Au cours de vos excursions naturalistes, vous vous rendrez probablement compte avec étonnement — comme moi — que certains insectes adoptent parfois des attitudes presque humaines.
Il ne leur manque que la parole.
Ce constat peut faire sourire, mais il est en réalité très intéressant du point de vue photographique : c’est ce qu’on appelle la paréidolie.
Certains groupes, notamment les orthoptères — sauterelles, criquets — sont particulièrement propices à ce jeu. Leur manière de se tenir, de lever une patte, de se positionner dans l’espace évoque parfois des gestes que nous connaissons bien.
Une direction indiquée.
Un refus.
Une forme d’attention.
Évidemment, il ne s’agit que d’une projection de notre regard. Mais cette projection fonctionne. Et c’est précisément là que réside tout l’intérêt.
L’idée consiste alors à saisir l’insecte dans une position particulière, ou à composer l’image de manière à suggérer une expression, une intention, presque une émotion.
Ce n’est plus seulement une photographie naturaliste.
C’est une image qui raconte quelque chose.
Le geste avant tout
Certaines attitudes sont particulièrement parlantes.
Un criquet qui lève une patte peut donner l’impression de désigner quelque chose. Comme si elle voulait nous parler
Ce type de lecture ne tient parfois qu’à un détail.
Mais attention : même dans ce cas, la règle ne change pas.
La mise au point doit rester sur les yeux.
C’est ce qui donne vie à l’image. Ce qui ancre le sujet dans quelque chose de tangible.
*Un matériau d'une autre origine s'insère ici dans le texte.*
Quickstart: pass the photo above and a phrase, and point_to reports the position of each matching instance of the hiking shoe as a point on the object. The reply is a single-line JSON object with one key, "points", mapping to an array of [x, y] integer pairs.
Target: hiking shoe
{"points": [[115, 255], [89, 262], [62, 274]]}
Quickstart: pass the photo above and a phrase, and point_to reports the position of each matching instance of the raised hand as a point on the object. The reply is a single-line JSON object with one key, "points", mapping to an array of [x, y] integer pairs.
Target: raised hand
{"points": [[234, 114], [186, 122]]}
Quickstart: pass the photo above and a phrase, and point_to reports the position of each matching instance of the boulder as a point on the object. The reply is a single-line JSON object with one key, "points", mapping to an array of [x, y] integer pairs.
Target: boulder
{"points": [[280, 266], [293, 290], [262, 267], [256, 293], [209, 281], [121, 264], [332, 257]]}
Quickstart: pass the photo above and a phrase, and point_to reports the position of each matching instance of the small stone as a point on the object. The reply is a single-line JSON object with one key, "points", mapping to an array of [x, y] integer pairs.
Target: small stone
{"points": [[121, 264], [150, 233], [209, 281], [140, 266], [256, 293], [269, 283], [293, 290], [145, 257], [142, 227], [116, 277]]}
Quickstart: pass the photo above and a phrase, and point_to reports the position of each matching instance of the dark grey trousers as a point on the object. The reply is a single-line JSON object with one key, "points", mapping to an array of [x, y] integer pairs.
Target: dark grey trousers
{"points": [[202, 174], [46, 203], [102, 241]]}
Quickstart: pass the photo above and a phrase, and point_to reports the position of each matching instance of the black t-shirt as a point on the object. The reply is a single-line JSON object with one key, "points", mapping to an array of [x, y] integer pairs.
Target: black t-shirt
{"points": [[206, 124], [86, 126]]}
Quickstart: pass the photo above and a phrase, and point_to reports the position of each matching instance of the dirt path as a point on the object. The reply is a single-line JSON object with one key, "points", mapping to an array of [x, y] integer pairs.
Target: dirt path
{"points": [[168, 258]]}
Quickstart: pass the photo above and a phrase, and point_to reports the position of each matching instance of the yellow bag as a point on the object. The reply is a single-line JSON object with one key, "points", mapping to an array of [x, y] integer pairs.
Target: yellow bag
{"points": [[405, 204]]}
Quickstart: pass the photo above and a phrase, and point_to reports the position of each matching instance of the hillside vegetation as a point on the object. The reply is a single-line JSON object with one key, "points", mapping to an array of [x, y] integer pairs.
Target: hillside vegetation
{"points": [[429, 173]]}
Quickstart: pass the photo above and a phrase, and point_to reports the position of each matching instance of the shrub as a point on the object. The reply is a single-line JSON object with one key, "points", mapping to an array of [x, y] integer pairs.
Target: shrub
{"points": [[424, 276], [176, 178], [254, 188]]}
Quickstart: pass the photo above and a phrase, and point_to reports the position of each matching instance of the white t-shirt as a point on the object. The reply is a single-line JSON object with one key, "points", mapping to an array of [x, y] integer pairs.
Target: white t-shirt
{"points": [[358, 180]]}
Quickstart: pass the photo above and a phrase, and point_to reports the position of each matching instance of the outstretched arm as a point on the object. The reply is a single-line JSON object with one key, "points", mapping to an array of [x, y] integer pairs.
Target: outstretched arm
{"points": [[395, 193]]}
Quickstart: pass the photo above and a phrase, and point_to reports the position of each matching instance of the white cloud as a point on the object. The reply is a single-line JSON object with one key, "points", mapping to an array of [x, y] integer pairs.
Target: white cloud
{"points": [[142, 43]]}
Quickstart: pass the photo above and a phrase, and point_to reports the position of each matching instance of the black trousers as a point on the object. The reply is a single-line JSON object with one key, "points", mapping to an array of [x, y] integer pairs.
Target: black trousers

La patte peut être légèrement floue, le geste suggéré… mais le regard doit rester net.
Des postures étonnamment familières
Lorsque ces insectes se sentent menacés, leur comportement devient encore plus intéressant.
Leur premier réflexe n’est pas toujours la fuite.
Ils cherchent d’abord à disparaître.
Se cacher derrière une tige.
S’aligner avec leur environnement.
Faire confiance à leur camouflage.
Et dans ces positions, quelque chose d’étonnant apparaît.
Bien sûr, ils ont six pattes.
Bien sûr, leur logique est totalement différente.
Mais notre cerveau, lui, établit des correspondances.
Et c’est exactement ce que l’on peut exploiter en photographie.
Les mantes religieuses : le cas fascinant
S’il y a un insecte qui pousse cette sensation encore plus loin, c’est bien la mante religieuse.
Sa posture seule est déjà troublante.
Dressée.
Les pattes antérieures repliées.
Comme en prière.
Mais ce qui frappe surtout, c’est sa tête.
Mobile.
Capable de pivoter.
Orientée vers vous.

Contrairement à beaucoup d’insectes, la mante semble vous regarder.
Et cela change tout.
Face à elle, on n’a plus vraiment l’impression de photographier un insecte. Il y a quelque chose d’un peu dérangeant, presque frontal.
Une présence.
C’est d’ailleurs pour cela qu’elle fonctionne si bien en photographie.
De face, elle devient presque inquiétante.
En contrejour, elle devient graphique.

Et dans tous les cas, elle semble habitée.
Une question de regard
Au fond, “humaniser” les insectes ne consiste pas à les transformer.
Il s’agit plutôt d’accepter notre manière de voir.
Nous cherchons du sens.
Des intentions.
Des gestes familiers.
Et parfois, dans une posture, dans un détail, quelque chose résonne.
La photographie se situe exactement à cet endroit.
Entre ce que l’on voit…
et ce que l’on croit voir.
Et c’est peut-être là que naissent les images les plus intéressantes.